The spider weaves a net out of her own vitals with which to capture her prey, but the net is not a part of herself as the leaf is a part of the tree. The spider repairs her damaged net, but the tree never repairs its leaves. It may put forth new leaves, but it never essays to patch up the old ones. Every tree has such a superabundance of leaves that a few more or less or a few torn and bruised ones do not seem to matter. When the leaf surface is seriously curtailed, as it often is by some insect pest, or some form of leaf-blight, or by the ravages of a hail-storm, the growth of the tree and the maturing of its fruit is seriously checked. To denude a tree of its foliage three years in succession usually proves fatal. The vitality of the tree declines year by year till death ensues.
To me nothing else about a tree is so remarkable as the extreme delicacy of the mechanism by which it grows and lives, the fine hairlike rootlets at the bottom and the microscopical cells of the leaves at the top. The rootlets absorb the water charged with mineral salts from the soil, and the leaves absorb the sunbeams from the air. So it looks as if the tree were almost made of matter and spirit, like man; the ether with its vibrations, on the one hand, and the earth with its inorganic compounds, on the other--earth salts and sunlight. The sturdy oak, the gigantic sequoia, are each equally finely organized in these parts that take hold upon nature. We call certain plants gross feeders, and in a sense they are; but all are delicate feeders in their mechanism of absorption from the earth and air.
The tree touches the inorganic world at the two finest points of its structure--the rootlets and the leaves. These attack the great crude world of inorganic matter with weapons so fine that only the microscope can fully reveal them to us. The animal world seizes its food in masses little and big, and often gorges itself with it, but the vegetable, through the agency of the solvent power of water, absorbs its nourishment molecule by molecule.

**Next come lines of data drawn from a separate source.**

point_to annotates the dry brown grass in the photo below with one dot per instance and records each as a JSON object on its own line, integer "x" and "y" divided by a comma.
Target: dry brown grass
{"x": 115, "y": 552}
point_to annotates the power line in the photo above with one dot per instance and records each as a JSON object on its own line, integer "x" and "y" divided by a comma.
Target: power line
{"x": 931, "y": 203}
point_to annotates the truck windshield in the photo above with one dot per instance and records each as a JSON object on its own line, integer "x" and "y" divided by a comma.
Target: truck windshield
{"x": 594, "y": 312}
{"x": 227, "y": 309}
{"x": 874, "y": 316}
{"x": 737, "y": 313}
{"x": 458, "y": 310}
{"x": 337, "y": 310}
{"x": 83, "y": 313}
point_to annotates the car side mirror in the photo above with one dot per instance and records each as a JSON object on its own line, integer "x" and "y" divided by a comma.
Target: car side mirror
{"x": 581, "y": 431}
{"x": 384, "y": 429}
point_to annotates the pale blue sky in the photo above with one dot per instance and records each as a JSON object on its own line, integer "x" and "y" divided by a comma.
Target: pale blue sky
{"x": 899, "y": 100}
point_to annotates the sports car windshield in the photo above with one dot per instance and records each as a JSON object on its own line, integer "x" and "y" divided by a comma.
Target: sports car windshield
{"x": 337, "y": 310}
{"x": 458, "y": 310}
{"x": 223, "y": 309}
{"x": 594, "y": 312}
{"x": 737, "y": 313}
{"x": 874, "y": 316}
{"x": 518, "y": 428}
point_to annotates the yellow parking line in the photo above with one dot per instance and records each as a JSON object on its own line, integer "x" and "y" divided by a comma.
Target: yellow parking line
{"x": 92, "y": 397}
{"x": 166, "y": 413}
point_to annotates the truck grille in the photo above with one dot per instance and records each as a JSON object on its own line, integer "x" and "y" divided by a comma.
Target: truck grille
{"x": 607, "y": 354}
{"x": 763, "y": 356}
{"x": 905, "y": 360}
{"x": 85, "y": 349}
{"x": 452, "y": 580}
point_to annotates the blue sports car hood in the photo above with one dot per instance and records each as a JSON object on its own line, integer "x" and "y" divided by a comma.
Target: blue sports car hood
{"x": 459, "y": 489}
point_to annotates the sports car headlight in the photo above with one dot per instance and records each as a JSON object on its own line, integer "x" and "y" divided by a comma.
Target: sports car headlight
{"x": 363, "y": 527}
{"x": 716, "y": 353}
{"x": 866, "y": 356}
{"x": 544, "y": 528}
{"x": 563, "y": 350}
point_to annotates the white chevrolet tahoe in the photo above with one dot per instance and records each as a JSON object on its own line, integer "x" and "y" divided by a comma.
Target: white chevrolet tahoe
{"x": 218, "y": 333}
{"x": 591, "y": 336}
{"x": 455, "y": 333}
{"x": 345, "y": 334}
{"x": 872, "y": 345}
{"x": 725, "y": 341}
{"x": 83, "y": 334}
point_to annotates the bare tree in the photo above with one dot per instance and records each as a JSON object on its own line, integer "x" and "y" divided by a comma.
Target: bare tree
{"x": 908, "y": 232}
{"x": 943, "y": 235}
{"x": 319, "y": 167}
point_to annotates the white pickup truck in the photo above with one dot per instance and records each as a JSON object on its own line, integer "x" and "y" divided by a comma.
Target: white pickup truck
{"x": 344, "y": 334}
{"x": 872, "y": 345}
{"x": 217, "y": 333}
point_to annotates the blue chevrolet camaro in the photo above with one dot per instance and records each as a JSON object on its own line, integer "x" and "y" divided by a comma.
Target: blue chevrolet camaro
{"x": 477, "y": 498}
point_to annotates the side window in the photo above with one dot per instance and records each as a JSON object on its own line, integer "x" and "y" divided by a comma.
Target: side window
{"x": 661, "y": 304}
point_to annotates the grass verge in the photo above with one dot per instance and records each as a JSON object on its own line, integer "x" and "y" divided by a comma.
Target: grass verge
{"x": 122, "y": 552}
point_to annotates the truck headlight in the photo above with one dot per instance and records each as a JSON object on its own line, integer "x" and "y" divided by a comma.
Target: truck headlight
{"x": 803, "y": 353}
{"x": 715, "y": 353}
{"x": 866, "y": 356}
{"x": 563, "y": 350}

A tree does not live by its big roots--these are mainly for strength and to hold it to the ground. How they grip the rocks, fitting themselves to them, as Lowell says, like molten metal! The tree's life is in the fine hairlike rootlets that spring from the roots. Darwin says those rootlets behave as if they had minute brains in their extremities. They feel their way into the soil; they know the elements the plant wants; some select more lime, others more potash, others more magnesia. The wheat rootlets select more silica to make the stalk; the pea rootlets select more lime: the pea does not need the silica. The individuality of plants and trees in this respect is most remarkable. The cells of each seem to know what particular elements they want from the soil, as of course they do.